Mice in which all members of the Hox10 or Hox11 paralogous group are disrupted provide evidence that these Hox genes are involved in global patterning of the axial and appendicular skeleton. In the absence of Hox10 function, no lumbar vertebrae are formed. Instead, ribs project from all posterior vertebrae, extending caudally from the last thoracic vertebrae to beyond the sacral region. In the absence of Hox11 function, sacral vertebrae are not formed and instead these vertebrae assume a lumbar identity. The redundancy among these paralogous family members is so great that this global aspect of Hox patterning is not apparent in mice that are mutant for five of the six paralogous alleles.

Hox genes have long been recognized as important transcriptional regulators of embryonic development. In mammals, this complex of 39 genes resides on four separate chromosomal linkage groups designated A, B, C, and D, which arose early in the evolution of vertebrates from successive duplications of a single ancestral complex. Homologous members within the separate linkage groups are divided into 13 sets of paralogous genes, each having two to four members. During development, paralogous sets of genes are activated sequentially, with Hox1 and Hox2 paralogous genes being expressed earlier and more anteriorly in the embryo and successive genes through paralogous group Hox13 appearing later and more posteriorly.

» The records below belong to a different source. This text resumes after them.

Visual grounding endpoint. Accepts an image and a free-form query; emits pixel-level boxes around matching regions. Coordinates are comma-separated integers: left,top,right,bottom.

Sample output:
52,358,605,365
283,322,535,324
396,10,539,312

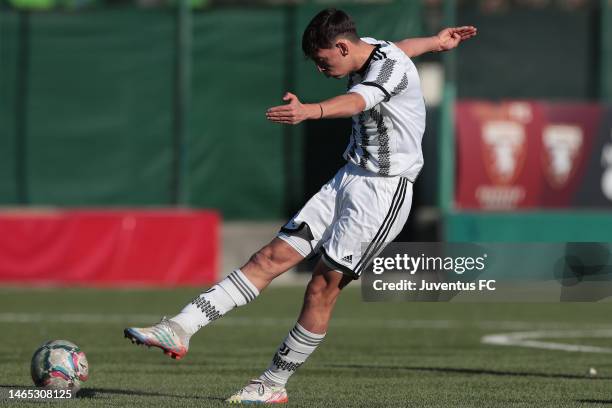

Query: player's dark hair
302,8,359,58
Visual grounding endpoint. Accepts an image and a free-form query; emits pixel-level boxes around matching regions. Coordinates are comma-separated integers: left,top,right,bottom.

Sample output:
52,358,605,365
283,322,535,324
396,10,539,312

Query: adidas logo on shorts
341,254,353,264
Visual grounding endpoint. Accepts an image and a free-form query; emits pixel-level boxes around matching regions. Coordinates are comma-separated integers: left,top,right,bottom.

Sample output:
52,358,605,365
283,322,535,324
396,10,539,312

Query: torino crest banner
455,101,612,210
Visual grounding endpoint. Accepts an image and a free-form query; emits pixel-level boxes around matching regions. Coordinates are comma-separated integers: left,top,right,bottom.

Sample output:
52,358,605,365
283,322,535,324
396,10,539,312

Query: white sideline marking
480,329,612,353
0,312,459,329
0,312,612,334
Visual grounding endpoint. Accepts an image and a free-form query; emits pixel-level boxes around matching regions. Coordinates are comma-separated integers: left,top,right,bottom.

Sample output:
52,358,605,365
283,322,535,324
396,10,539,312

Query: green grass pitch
0,285,612,407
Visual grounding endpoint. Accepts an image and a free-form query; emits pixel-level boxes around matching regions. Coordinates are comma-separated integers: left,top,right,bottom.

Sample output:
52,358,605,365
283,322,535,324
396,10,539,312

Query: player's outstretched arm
395,26,478,58
266,92,366,125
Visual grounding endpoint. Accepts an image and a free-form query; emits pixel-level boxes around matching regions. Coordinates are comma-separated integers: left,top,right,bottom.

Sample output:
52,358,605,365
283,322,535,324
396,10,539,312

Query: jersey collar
355,44,380,76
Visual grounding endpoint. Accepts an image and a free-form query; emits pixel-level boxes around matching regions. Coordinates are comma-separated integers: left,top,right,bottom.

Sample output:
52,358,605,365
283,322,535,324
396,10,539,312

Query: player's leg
124,238,304,359
124,168,345,359
229,171,412,402
227,261,353,403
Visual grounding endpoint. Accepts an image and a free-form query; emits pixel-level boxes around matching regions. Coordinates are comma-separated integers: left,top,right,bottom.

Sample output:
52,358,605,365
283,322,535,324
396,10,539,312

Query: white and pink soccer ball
31,340,89,392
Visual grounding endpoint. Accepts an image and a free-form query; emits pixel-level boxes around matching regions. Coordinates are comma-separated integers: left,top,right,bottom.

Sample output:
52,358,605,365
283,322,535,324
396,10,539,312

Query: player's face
313,46,350,78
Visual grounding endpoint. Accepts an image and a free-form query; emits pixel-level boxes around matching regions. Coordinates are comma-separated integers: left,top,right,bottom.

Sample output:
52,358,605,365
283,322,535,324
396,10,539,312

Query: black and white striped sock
170,269,259,336
259,323,325,385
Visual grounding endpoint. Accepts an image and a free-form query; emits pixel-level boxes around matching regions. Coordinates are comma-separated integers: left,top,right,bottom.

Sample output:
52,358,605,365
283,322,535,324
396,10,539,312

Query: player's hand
437,26,478,51
266,92,308,125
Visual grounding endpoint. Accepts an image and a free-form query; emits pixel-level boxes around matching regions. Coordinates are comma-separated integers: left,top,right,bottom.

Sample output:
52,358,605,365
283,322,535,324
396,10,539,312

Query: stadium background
0,0,612,406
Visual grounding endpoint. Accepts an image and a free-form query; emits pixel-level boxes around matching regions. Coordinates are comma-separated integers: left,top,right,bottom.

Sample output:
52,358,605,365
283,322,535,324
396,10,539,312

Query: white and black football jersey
344,38,425,182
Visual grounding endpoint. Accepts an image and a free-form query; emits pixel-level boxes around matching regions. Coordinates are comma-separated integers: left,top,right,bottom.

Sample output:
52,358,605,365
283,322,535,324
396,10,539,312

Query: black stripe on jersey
361,81,391,101
355,178,406,274
357,44,380,76
359,112,370,169
391,74,408,96
370,107,391,176
374,59,397,85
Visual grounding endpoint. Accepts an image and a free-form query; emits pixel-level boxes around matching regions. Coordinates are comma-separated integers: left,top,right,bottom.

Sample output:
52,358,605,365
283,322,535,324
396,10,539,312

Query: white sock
259,323,325,386
170,269,259,336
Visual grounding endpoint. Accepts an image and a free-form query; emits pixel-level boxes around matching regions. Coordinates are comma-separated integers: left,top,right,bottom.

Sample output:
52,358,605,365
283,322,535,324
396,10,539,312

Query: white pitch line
0,312,610,334
0,312,460,329
480,329,612,353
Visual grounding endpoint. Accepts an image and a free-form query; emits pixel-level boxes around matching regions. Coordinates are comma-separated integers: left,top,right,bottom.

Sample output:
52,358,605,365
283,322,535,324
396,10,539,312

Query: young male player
124,9,476,403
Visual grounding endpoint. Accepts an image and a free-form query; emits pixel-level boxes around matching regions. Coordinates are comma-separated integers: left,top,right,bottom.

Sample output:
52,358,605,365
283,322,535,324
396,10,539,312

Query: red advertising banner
455,101,603,210
0,210,220,286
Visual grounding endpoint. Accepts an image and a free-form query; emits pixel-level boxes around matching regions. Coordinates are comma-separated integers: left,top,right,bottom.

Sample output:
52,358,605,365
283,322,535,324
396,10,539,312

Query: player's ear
336,40,349,57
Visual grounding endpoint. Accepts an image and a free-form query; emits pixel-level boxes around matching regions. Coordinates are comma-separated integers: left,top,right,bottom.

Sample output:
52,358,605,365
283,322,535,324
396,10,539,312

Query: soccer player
124,9,476,403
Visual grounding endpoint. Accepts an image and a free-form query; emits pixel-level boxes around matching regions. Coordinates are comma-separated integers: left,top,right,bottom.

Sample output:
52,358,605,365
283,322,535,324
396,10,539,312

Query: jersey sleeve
348,58,408,110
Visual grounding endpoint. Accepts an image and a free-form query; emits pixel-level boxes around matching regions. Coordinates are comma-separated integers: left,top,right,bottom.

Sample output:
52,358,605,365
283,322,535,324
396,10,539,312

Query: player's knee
250,245,284,272
304,279,338,308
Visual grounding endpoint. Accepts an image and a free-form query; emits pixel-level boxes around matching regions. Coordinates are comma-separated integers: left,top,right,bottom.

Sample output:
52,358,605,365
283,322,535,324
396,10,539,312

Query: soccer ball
31,340,89,392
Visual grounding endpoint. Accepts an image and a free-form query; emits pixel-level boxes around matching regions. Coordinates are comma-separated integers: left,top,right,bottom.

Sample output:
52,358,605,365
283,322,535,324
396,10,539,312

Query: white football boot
225,379,289,404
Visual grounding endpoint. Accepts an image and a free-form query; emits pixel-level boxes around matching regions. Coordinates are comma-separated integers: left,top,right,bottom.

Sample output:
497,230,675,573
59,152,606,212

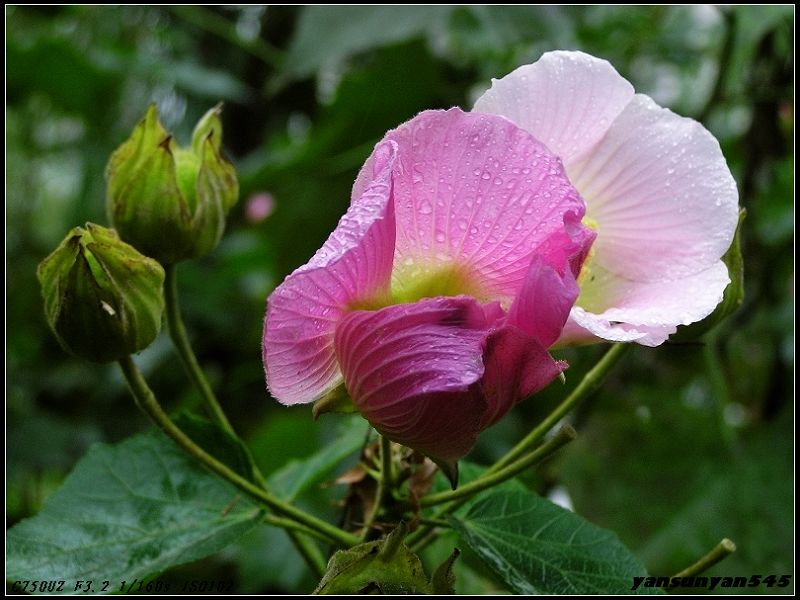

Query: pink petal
559,261,730,346
508,256,578,348
354,108,585,301
335,296,566,461
569,95,739,282
473,51,633,163
335,296,489,460
262,142,397,404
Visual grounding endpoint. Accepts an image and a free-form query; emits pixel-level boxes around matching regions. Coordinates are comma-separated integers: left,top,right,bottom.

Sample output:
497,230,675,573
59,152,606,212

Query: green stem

The spectrum of perturbations of the mammalian skeleton resulting from either gain- or loss-of-function mutations in individual Hox genes has been difficult to interpret in terms of a coherent model of how these genes participate in the patterning of the axial skeleton. Loss-of-function Hox mutations have yielded changes in vertebral morphology along the anteroposterior (AP) axis that have been interpreted as anterior homeotic transformations as well as posterior homeotic transformations. Typically, these morphological changes involve perturbations in one or a small number of vertebrae.

Among different vertebrate species, axial skeletal patterns have diverged considerably. A comparative survey of Hox gene expression in mice and chicks showed that Hox gene expression boundaries along the rostrocaudal axis shift in accordance with changes in the class of vertebrae produced at a given axial level (1). This observation suggests that Hox genes play a critical role in the global patterning of the vertebrate axial skeleton (2). Yet, over the past decade, loss-of-function studies of mice with single, and even subsets of, paralogous Hox gene mutations have shown, with variable expressivities and penetrance, only relatively minor changes in skeletal phenotypes, which is inconsistent with their proposed role as global regulators of axial skeletal patterning. What has complicated the analysis of Hox gene mutations is that these genes have retained considerable functional redundancy between paralogous groups (39). Therefore, we examined the effects of the loss of function of the entire group of Hox10 and Hox11 paralogous genes on skeletal patterning [see supporting online material for details regarding the generation of mice (9, 10)].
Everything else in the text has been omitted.